One of my first attempts at milky way photography.   Thoughts on the processing?


----------



## CaleNewman (Dec 23, 2016)

What da heck why didn't anyone reply, i love it!!!!! Great and beautiful shot.


----------



## jake337 (Dec 23, 2016)

CaleNewman said:


> What da heck why didn't anyone reply, i love it!!!!! Great and beautiful shot.



Thanks.


----------



## Gary A. (Dec 24, 2016)

Nice.


----------



## otherprof (Dec 24, 2016)

jake337 said:


>


Wow!


----------



## fishing4sanity (Dec 26, 2016)

I've always liked these Milky Way shots - someday I need to give it a try. Nice photo!


----------



## Kjar (Dec 27, 2016)

Great photo! My only criticism is that turn sign. It seems to draw my eye away from the stars and the people in the center. A simple clone/heal fix!


----------



## jake337 (Dec 28, 2016)

Gary A. said:


> Nice.





otherprof said:


> jake337 said:
> 
> 
> >
> ...





fishing4sanity said:


> I've always liked these Milky Way shots - someday I need to give it a try. Nice photo!




Thanks everyone.


----------



## Nevermore1 (Dec 28, 2016)

Nice!  I wish I lived in an area without so much light pollution.


----------



## jake337 (Dec 30, 2016)

Nevermore1 said:


> Nice!  I wish I lived in an area without so much light pollution.
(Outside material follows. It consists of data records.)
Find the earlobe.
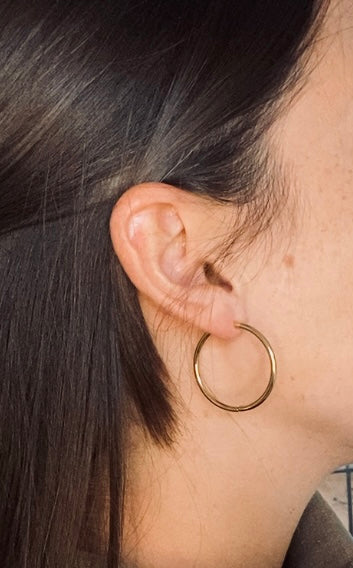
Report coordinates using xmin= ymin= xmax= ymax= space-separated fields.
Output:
xmin=110 ymin=183 xmax=242 ymax=338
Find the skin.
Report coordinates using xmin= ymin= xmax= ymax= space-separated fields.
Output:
xmin=110 ymin=1 xmax=353 ymax=568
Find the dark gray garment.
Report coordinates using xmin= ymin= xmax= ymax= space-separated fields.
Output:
xmin=75 ymin=493 xmax=353 ymax=568
xmin=283 ymin=493 xmax=353 ymax=568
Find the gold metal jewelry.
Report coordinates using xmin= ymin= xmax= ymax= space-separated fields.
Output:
xmin=193 ymin=322 xmax=277 ymax=412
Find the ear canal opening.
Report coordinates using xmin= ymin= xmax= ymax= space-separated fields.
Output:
xmin=203 ymin=262 xmax=233 ymax=292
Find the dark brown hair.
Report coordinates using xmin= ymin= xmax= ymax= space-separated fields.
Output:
xmin=0 ymin=0 xmax=324 ymax=568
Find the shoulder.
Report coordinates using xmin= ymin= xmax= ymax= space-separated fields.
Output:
xmin=283 ymin=493 xmax=353 ymax=568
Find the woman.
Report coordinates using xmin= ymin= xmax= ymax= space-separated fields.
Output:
xmin=0 ymin=0 xmax=353 ymax=568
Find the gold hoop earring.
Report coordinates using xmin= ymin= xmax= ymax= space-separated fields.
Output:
xmin=193 ymin=322 xmax=277 ymax=412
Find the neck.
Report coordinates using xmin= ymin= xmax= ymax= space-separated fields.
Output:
xmin=121 ymin=409 xmax=335 ymax=568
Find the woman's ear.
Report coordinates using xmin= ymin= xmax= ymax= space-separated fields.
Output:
xmin=110 ymin=183 xmax=243 ymax=339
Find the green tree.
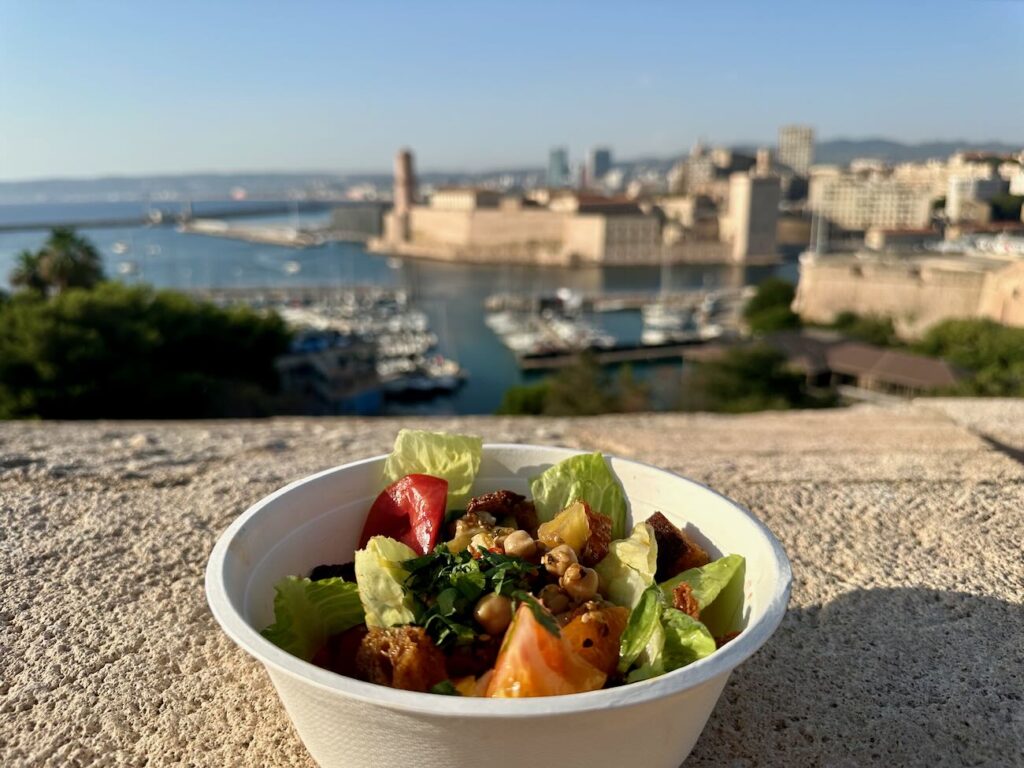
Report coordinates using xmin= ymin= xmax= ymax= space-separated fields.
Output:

Thanks.   You could get some light pollution filters?  This image is only 120 miles outside Minneapolis and the light pollution in This one is from a few small cities.   Just gotta try to the cities behind you.


----------



## Dean_Gretsch (Dec 30, 2016)

I like this photo quite a bit! Very nice concept.


----------



## jake337 (Dec 30, 2016)

Dean_Gretsch said:


> I like this photo quite a bit! Very nice concept.



Thanks.


----------



## zombiesniper (Dec 30, 2016)

I as well think this is a great shot.

It goes to show how even great shots can go unnoticed. Whether it be timing or just forum activity of the day.
Thanks Cale. The threads a bit of a zombie but the photo was certainly worth reviving.


----------



## jake337 (Dec 31, 2016)

zombiesniper said:


> I as well think this is a great shot.
> 
> It goes to show how even great shots can go unnoticed. Whether it be timing or just forum activity of the day.
> Thanks Cale. The threads a bit of a zombie but the photo was certainly worth reviving.



Thanks.  Yeah great posts are often missed onot large forums like this.  It's hard to keep a thread on the active page these days.


----------